Comprehensive monitoring of complex infrastructures Observability in hybrid multi-clouds
In order not to lose track of their complex IT landscapes, many companies adopt the observability concept for holistic monitoring. Which challenges and corresponding solutions currently determine the market?
Companies on the topic
Observability stands for the holistic monitoring of IT by collecting and analyzing simple and complex data.
(Image: VMware Tanzu)
In monitoring the behavior of software, developers and admins today have to deal with an important aspect of cloud infrastructures and applications: observability. The term stands for the holistic monitoring of IT by collecting and analyzing simple and complex data.
Observability is a core component of DevOps processes when using agile development methods. Simply put, the behavior of applications should be observed once they are in the production environment. This makes the troubleshooting process easier and makes it easier for development teams to add innovative features to their application.
Every company should therefore ensure observability in their infrastructure and applications. This task is challenging for many IT teams, according to VMware Tanzu’s “The State of Observability 2021” study. 86 Percent of IT professionals surveyed say that cloud applications are significantly more complex today than they were five years ago.
Four out of five respondents also stated that the tools for monitoring in their companies are outdated and do not support monitoring of modern cloud applications. Because the number of computing instances used daily is high: 84 percent report that they use hundreds and often even thousands (43 percent) instances.
72 percent of them use modern IT architectures with containers and Kubernetes clusters, and 49 percent use microservices. This trend is particularly evident in large companies with more than 250 developers: 78 percent operate more than 1,000 software containers in their infrastructure, and in 62 percent of cases more than 1,000 microservices were found.
Monitoring the cloud as a challenge
Measuring and monitoring these highly distributed applications is a major challenge for 90 percent of the companies surveyed. Individual requests to cloud services often go through dozens of different technologies. Environments with many containers or microservices have an even higher number of technologies involved in providing the services.
This complexity is reflected in the skillset required by developers: multiple programming languages, development platforms, frameworks, stacks, libraries, DBMS, version control, build and deployment systems, and testing methods. Agile development, DevOps and Continuous Integration / Delivery (CI/CD) further increase the requirements.
In addition, the agile structures in the IT organizations greatly shorten the release cycle. Every second IT team surveyed provides new releases once a week, almost a quarter (23 percent) even daily. This requires real-time monitoring for test and production systems, which supports operating and development teams in their respective tasks.

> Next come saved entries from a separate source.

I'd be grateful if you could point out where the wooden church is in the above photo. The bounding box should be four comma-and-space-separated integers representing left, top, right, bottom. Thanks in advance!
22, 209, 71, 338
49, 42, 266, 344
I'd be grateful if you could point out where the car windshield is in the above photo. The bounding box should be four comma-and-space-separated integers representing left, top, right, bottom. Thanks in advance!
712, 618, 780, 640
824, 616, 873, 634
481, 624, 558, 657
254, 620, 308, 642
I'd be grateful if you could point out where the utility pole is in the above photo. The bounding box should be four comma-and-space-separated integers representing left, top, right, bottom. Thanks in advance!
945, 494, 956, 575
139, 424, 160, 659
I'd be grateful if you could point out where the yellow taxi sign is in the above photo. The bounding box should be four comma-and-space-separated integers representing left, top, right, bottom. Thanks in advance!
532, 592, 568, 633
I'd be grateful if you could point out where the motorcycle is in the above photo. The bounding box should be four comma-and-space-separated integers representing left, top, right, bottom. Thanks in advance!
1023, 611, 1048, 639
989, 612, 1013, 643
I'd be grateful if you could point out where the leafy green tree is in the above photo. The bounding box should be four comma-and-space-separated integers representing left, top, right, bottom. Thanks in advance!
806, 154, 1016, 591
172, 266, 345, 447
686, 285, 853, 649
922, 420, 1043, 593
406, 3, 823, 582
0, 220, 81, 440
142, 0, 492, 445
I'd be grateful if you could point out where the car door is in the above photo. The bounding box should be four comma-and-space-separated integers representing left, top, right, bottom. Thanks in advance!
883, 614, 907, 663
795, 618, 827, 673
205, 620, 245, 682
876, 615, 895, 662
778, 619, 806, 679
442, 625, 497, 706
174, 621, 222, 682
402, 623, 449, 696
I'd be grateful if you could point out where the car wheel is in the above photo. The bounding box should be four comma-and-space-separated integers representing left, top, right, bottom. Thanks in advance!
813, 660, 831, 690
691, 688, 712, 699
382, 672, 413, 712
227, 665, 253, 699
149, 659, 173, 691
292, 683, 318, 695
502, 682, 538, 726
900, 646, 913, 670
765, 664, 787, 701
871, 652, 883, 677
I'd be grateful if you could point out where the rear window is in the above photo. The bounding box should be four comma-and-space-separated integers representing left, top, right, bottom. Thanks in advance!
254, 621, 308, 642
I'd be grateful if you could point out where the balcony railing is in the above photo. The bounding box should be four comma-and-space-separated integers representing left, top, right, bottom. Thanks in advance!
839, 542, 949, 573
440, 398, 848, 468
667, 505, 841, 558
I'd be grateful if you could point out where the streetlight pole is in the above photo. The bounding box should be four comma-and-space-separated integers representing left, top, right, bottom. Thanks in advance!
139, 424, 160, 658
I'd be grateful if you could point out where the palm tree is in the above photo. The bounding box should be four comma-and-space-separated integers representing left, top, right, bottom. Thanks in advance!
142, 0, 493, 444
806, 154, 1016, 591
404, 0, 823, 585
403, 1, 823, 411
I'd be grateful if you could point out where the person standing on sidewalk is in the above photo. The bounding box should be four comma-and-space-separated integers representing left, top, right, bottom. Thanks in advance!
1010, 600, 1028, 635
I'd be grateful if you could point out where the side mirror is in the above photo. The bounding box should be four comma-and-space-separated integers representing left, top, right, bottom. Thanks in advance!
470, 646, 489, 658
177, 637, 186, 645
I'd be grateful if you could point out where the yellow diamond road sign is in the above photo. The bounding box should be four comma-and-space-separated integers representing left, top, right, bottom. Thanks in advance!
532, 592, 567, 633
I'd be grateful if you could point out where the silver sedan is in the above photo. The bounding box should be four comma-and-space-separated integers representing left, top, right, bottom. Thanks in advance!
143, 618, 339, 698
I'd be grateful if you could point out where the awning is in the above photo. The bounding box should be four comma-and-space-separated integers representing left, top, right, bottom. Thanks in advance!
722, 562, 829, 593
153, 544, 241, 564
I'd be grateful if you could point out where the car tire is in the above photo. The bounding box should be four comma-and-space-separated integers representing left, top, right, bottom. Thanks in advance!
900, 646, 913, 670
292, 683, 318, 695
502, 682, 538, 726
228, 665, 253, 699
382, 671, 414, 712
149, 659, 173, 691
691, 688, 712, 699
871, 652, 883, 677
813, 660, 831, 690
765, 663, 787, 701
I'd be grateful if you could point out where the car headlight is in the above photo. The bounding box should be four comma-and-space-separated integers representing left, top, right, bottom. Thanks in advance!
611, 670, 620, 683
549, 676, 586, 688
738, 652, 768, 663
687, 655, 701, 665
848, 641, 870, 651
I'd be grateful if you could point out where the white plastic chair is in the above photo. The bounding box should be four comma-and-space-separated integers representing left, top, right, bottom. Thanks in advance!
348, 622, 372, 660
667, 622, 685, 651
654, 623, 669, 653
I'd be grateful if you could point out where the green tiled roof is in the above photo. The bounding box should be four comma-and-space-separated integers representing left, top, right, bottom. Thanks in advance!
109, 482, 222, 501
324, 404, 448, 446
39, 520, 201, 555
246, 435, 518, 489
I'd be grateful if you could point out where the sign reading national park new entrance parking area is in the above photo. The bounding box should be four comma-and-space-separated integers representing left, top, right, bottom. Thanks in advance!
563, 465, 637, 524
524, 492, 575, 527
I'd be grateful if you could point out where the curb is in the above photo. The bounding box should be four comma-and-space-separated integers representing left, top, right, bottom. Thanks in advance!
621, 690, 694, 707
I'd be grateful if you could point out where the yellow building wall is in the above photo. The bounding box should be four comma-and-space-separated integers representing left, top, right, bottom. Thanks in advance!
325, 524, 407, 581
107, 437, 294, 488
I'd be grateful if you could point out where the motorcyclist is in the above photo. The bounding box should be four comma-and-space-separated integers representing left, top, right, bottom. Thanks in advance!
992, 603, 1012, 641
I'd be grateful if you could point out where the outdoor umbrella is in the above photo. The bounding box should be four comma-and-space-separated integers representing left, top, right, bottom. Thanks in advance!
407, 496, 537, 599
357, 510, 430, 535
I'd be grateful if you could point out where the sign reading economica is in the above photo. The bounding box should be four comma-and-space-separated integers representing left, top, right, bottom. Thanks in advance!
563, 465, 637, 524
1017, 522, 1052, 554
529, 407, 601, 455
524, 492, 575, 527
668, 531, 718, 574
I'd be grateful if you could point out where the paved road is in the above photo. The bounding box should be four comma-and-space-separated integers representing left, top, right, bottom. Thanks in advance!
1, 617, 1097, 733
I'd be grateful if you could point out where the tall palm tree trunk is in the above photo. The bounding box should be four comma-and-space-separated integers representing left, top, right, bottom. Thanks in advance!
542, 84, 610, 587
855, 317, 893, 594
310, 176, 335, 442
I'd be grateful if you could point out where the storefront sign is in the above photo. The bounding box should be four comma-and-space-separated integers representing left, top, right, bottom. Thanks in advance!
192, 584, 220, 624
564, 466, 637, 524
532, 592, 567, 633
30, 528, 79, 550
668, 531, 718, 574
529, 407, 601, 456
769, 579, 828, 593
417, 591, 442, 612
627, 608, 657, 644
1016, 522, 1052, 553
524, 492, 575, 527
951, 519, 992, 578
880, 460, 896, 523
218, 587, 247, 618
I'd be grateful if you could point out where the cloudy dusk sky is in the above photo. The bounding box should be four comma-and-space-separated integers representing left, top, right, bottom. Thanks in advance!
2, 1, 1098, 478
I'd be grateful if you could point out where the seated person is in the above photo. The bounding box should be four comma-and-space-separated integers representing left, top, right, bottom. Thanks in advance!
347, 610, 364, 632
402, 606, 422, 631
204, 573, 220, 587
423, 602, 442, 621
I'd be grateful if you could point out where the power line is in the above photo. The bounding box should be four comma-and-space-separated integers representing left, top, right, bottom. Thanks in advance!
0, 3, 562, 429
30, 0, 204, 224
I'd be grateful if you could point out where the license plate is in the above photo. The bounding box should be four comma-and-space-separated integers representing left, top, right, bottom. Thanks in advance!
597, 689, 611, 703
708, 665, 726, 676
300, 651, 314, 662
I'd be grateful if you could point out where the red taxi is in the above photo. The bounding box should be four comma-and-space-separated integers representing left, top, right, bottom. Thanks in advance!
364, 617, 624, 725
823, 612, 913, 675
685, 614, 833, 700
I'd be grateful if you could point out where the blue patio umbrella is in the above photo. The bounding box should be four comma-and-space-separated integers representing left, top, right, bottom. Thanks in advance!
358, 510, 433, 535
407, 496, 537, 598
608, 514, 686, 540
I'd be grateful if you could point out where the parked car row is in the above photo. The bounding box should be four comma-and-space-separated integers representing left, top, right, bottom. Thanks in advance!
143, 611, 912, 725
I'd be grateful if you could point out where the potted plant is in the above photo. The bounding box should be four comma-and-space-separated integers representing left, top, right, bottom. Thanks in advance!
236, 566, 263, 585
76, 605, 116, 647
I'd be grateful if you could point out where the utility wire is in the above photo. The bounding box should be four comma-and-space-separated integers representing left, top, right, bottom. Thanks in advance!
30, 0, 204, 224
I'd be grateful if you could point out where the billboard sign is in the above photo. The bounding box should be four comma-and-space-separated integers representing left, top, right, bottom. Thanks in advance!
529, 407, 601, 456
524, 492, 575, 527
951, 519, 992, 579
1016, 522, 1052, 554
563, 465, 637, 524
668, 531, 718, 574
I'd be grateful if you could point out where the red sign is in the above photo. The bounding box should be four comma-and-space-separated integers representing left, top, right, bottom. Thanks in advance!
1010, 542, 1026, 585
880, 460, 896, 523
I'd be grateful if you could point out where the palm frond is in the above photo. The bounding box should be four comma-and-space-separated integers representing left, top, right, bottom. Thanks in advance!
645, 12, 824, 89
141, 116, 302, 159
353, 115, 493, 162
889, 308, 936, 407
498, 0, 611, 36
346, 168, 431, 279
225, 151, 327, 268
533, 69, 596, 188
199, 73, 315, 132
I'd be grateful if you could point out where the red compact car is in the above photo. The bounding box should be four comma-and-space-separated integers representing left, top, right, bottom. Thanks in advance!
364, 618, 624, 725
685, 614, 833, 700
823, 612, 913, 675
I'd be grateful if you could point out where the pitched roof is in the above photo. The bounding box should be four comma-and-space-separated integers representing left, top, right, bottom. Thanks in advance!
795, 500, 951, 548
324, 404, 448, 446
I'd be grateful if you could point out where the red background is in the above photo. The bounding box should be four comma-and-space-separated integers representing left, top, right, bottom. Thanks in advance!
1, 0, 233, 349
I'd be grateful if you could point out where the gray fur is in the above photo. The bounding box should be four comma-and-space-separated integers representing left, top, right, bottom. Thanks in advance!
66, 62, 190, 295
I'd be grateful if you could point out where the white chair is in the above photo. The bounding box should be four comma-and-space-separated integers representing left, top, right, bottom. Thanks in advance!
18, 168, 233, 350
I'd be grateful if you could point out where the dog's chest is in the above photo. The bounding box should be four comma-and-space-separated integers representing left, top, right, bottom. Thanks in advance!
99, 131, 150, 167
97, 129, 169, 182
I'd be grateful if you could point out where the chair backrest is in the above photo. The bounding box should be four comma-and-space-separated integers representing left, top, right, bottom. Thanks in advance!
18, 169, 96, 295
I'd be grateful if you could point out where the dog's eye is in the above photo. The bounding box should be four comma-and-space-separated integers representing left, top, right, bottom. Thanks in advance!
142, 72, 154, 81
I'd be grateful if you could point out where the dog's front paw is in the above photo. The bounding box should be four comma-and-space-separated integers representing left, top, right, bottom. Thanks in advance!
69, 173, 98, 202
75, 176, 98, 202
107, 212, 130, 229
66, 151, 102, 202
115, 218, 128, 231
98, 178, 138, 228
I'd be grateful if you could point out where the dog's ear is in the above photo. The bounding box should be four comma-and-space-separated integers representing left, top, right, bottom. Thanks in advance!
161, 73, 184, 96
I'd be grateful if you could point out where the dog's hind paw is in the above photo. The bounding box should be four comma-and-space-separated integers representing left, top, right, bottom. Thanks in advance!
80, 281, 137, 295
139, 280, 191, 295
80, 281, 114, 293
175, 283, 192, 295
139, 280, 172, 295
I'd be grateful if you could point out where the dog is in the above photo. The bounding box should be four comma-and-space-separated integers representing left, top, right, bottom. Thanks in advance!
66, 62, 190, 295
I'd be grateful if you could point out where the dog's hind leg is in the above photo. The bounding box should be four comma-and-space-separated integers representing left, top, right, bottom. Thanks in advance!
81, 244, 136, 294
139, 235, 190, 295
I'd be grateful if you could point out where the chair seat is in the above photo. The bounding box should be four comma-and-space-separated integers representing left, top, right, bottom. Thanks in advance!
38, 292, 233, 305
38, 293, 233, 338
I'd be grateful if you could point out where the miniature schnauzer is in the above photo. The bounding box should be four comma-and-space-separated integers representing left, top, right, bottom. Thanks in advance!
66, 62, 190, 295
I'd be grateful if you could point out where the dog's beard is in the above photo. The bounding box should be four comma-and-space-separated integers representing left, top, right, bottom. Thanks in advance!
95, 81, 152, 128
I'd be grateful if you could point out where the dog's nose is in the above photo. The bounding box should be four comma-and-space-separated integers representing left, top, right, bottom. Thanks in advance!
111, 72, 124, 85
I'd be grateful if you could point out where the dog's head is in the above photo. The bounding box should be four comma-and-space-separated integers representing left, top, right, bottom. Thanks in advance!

There is a lack of this, because only eight percent of respondents are really satisfied with the existing solutions. The biggest challenge is the uniform visibility across important services. Often incidents and disruptions are resolved too slowly. The reason is partly the complexity of the existing solutions: Every second company surveyed uses more than five monitoring tools, each of which only maps individual aspects.
Observability platforms facilitate development
Modern observability platforms, on the other hand, integrate different monitoring functions and offer an insight into the current state of the IT infrastructure and applications. Nevertheless, only 16 percent of the IT professionals surveyed use such platforms. However, this share will increase, because a good third of all companies intend to implement new observability tools.
This gives developers the opportunity to better adapt their application to the conditions of everyday operation by evaluating cloud metrics. For example, a ride-sharing service uses observability to find out when its service is used most, how much customers are waiting for rides, and how many rides are on the road at peak times.
Stela Udovicic (Image: VMware Tanzu)
The development teams are now able to adapt the algorithms and runtime behavior of the applications to the peak loads. Ultimately, this also has an impact on the clientele and thus on sales. This is recognized by 92 percent of respondents as an advantage. The vast majority consider them valuable (60 percent) or even absolutely necessary (32 percent). The results of the study suggest that such tools will spread to all companies sooner or later.
* Stela Udovicic is Director of Product Marketing at VMware Tanzu, where she leads the Tanzu Observability by Wavefront PMM team. Prior to VMware, she was Sr. Director, Product Marketing, product, solution and partner Marketing at Wavefront. Prior to Wavefront, Stela was responsible for product marketing for Splunk’s DevOps, IT Ops, storage and networking solutions.